Contracts are a part of life for every commercial enterprise, forming the basis for mergers, employment and acquisitions. Virtually everything comes back to a contract in some way, but contracts have a deserved reputation for complexity.
There is no getting around the baked-in intricacy of contracts, but you can save yourself many headaches by closely looking at such items as:
The word “notwithstanding”
The word in and of itself is a signal of exceptions to the rule just laid out. If the contract has exceptions, you should review all aspects of the document to ensure that you are not one of them. If you find yourself listed as an exception to the basic terms, this may be the moment to re-open negotiation.
Terms and conditions
Every contract should have a section devoted to defining the terms used throughout the document.
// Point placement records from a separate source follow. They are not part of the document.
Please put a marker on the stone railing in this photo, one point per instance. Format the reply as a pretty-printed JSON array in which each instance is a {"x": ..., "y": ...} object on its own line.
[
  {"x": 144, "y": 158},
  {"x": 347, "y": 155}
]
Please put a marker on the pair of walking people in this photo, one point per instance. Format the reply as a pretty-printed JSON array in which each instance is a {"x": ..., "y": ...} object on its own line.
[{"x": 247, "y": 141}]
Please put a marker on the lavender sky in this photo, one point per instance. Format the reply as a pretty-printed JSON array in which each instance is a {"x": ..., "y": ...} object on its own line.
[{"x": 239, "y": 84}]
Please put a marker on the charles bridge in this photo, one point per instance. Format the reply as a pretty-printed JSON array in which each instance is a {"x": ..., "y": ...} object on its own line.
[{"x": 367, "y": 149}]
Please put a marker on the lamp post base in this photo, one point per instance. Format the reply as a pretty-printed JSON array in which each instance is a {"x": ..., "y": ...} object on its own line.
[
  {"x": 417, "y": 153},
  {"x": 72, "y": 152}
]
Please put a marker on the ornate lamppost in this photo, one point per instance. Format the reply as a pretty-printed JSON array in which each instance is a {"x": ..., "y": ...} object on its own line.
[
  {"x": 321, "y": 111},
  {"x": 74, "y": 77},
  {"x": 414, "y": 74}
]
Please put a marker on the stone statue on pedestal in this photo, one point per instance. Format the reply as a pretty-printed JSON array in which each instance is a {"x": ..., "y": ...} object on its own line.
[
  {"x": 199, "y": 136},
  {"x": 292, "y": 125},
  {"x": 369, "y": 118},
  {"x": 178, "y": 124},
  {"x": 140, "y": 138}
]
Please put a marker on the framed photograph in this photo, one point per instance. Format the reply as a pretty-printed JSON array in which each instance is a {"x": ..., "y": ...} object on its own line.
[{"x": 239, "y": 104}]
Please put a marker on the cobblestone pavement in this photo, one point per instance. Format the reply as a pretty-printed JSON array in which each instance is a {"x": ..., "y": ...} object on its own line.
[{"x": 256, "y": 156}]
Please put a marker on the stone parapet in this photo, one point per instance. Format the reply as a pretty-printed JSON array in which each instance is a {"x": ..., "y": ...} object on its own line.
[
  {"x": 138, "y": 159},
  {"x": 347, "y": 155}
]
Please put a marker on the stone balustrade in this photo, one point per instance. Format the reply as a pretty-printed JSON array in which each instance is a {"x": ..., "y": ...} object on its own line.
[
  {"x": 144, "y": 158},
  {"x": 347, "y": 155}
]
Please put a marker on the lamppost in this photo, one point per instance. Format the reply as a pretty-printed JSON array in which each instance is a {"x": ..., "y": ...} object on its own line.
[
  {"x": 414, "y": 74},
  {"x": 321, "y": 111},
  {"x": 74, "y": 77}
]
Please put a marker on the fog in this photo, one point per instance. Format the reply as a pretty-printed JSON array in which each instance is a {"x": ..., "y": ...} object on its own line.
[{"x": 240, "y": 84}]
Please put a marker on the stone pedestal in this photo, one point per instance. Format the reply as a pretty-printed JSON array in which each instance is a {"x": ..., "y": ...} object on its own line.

It defines the rights of the parties. If your contract is missing terms and conditions, it cannot act as a contract. If the terms and conditions are unclear or misleading, it can vastly affect your business.
Your obligations in a contract might force you to take on costs you might have otherwise avoided. A financial obligations clause may make it more expensive if costs of material change or even if there is a breach of contract. You should ensure that the financial obligations of your contract are in line with what was hashed out in negotiations.
Occasionally, things change before signing a contract, which can leave you with some unvetted language or a clause no one discussed. These changes aren’t necessarily bad, but they can include terms that leave you in a challenging position.
Read your contracts. Get a second opinion.
There are many ways that unfavorable terms can get into a contract, but you do not have to sign a contract you don’t like. You have the right to review every word of the document and get a second opinion. To protect yourself, contacting a contract attorney is probably your wisest choice.